We’re talking about modest $25,000-or-so annual outlays — chump change, equivalent to maybe a day’s worth of revenue lost from the sacrifice of sales tax revenue to one of those giant carpetbagging industries we entice away from some luckless locality elsewhere by throwing millions in public money at them and promising them, via the PILOT program (payment-in-lieu-of-taxes), that they won’t have to pay any taxes while they’re here.
Luckily, there was just enough self-regard left on both the Council and the Commission to defeat the mock-heroic hair-shirt proposals this year — by a single vote, in each case.
Consider the implications of sacrificing, say, the modest little sandwich-and-coke lunches provided for the County Commission on the every-other-Wednesday committee days, usually all-day affairs with minimal break time.
Having lunch together in the commission’s break room is one of the few occasions the members of that body have to remind themselves, away from the inevitable contention of the day’s disagreements, that they belong to a single unitary whole, Shelby County, and to rise above partisanship and other divisions.
For a brief moment before getting back to work, commissioners can discharge tension and animosity by discussing the day’s weather, the Weiner case, or whatever else floats t heir boat. Having been there once or twice, at the invitation of a member, I can attest to the fact that small talk is what they do at these little conclaves, not business.

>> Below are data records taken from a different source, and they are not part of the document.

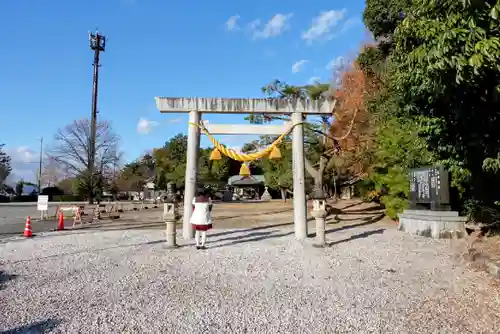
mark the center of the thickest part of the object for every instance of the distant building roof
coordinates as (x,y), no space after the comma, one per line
(238,180)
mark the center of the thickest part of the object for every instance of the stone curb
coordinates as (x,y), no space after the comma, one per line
(483,262)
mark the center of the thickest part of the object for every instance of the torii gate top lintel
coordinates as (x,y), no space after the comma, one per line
(243,105)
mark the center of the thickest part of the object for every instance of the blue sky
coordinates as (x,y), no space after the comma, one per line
(157,48)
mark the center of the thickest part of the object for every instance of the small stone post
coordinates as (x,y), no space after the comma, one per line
(319,213)
(171,216)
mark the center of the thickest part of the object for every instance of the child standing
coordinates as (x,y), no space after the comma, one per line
(201,219)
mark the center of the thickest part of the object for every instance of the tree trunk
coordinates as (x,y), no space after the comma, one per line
(283,194)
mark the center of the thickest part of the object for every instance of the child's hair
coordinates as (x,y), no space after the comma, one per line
(203,191)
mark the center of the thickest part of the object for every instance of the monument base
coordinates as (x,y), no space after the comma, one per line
(434,224)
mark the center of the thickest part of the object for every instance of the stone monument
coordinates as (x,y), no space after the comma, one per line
(171,215)
(429,213)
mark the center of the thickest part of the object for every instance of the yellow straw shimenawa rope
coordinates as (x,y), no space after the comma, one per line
(242,156)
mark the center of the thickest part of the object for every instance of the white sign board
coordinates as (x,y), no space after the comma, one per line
(43,203)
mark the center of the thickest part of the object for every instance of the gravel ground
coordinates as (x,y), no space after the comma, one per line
(372,279)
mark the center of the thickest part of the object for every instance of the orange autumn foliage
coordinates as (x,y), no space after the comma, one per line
(352,128)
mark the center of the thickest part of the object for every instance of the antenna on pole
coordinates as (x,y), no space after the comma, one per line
(97,44)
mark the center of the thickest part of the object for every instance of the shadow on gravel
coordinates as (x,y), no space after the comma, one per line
(257,228)
(5,277)
(357,236)
(44,326)
(367,221)
(244,238)
(371,209)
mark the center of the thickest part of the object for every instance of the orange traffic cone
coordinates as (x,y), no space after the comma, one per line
(60,226)
(27,230)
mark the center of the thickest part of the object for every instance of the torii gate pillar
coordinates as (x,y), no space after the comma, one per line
(295,108)
(193,152)
(299,189)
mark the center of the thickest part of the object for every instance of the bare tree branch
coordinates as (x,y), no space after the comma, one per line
(71,147)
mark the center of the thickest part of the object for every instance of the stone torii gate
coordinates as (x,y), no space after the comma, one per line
(296,108)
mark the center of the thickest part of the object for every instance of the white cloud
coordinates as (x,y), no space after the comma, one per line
(322,25)
(254,25)
(175,120)
(349,23)
(298,66)
(24,163)
(274,27)
(145,126)
(231,23)
(314,80)
(336,63)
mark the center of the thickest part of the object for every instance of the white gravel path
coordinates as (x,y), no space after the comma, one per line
(372,280)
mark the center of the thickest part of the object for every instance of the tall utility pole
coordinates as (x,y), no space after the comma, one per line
(98,44)
(40,167)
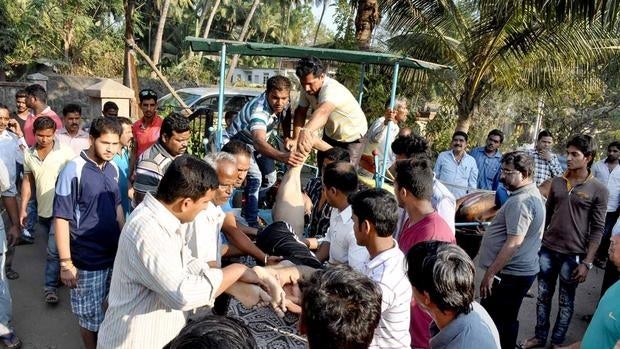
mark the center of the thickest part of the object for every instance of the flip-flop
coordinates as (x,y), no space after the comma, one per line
(11,341)
(51,297)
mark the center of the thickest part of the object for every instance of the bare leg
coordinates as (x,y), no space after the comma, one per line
(289,206)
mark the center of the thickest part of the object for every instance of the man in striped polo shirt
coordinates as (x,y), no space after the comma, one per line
(253,126)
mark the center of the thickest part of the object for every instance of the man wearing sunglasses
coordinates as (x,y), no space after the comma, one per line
(146,130)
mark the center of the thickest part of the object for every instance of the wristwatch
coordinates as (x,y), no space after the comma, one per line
(588,265)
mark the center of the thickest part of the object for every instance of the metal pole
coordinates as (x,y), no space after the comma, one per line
(361,88)
(220,102)
(389,125)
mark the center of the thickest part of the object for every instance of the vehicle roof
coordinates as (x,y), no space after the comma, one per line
(214,90)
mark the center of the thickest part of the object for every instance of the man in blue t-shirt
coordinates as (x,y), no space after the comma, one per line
(253,126)
(89,218)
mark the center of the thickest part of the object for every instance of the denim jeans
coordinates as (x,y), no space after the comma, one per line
(52,265)
(253,186)
(553,265)
(504,303)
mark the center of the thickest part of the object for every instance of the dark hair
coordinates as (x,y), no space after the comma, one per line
(214,332)
(341,308)
(416,176)
(124,121)
(146,94)
(337,154)
(236,147)
(614,144)
(586,144)
(175,122)
(379,207)
(496,132)
(186,177)
(544,133)
(109,105)
(43,123)
(21,94)
(340,175)
(309,65)
(445,272)
(37,91)
(279,83)
(460,133)
(71,108)
(410,145)
(521,161)
(101,126)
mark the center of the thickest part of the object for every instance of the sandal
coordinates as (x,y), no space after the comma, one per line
(11,274)
(532,343)
(51,297)
(11,341)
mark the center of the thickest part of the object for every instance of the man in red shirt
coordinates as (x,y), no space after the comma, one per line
(146,130)
(36,100)
(414,188)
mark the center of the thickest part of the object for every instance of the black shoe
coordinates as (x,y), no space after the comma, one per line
(25,240)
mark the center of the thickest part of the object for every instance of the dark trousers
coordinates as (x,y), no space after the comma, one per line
(504,303)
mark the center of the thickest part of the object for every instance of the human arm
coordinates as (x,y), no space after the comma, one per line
(240,240)
(68,273)
(512,244)
(10,204)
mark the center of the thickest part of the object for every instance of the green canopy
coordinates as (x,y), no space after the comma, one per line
(272,50)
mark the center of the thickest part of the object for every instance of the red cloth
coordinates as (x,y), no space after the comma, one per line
(431,227)
(29,124)
(146,137)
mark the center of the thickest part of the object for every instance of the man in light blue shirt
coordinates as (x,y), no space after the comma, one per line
(457,169)
(488,160)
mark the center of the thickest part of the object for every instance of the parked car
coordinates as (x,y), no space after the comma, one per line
(206,98)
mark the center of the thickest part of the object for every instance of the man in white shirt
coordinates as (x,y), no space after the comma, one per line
(72,134)
(339,245)
(155,277)
(457,169)
(335,110)
(374,217)
(608,172)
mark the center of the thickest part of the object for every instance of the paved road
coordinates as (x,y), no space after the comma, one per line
(43,326)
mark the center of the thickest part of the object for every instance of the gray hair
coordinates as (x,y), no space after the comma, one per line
(212,159)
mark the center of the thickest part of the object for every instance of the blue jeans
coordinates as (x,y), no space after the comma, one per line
(52,265)
(253,186)
(504,303)
(552,265)
(6,307)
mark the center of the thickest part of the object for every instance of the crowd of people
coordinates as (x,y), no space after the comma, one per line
(146,236)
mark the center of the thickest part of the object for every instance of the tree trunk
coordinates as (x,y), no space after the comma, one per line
(318,26)
(160,33)
(130,75)
(242,37)
(366,19)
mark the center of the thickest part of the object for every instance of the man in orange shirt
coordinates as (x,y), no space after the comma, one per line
(146,130)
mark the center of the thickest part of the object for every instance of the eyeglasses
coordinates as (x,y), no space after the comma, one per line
(148,93)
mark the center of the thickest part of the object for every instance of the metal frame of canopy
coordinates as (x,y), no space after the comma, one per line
(225,47)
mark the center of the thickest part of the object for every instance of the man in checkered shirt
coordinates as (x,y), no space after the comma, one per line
(547,163)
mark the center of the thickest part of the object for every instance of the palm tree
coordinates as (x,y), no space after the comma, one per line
(490,45)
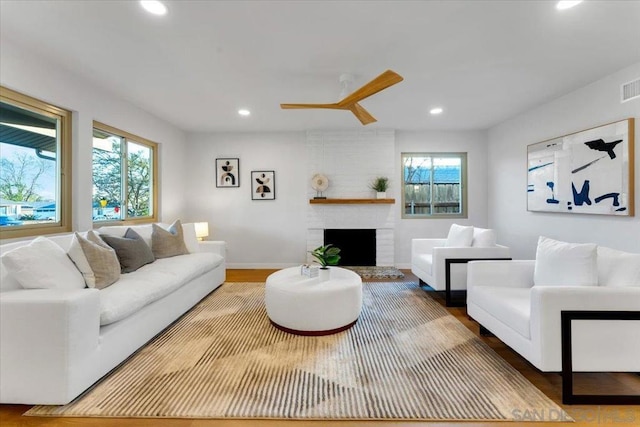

Things might be otherwise if the members were forced to go out of the building and have their lunch — no doubt, in small partisan groups — in some private place away from public scrutiny, from whence, after this unnecessary extra hour or so, inconvenient to the public in attendance back at the county building, to return to the day’s agenda.
The same reasoning applies to the modest spreads provided for City Council members on similar occasions.
The Council did succeed Tuesday night in paring away a third of its travel budget — leaving in place all of $20,000 for the 13 members of that body to indulge in fact-finding expeditions elsewhere or travel to professional conferences or what-have-you. The average executive at one of our local PILOT-fed corporations might spend that much in two weeks’ worth of airport-hopping.
The point cannot be made often enough: Most members of both the Council and the Commission have already made substantial sacrifices in time, money, and energy just to be serving on those bodies. They should not feel compelled to make a show of denying themselves simple amenities, especially when these bare-bones amenities are of the sort that are routine in every other walk of life.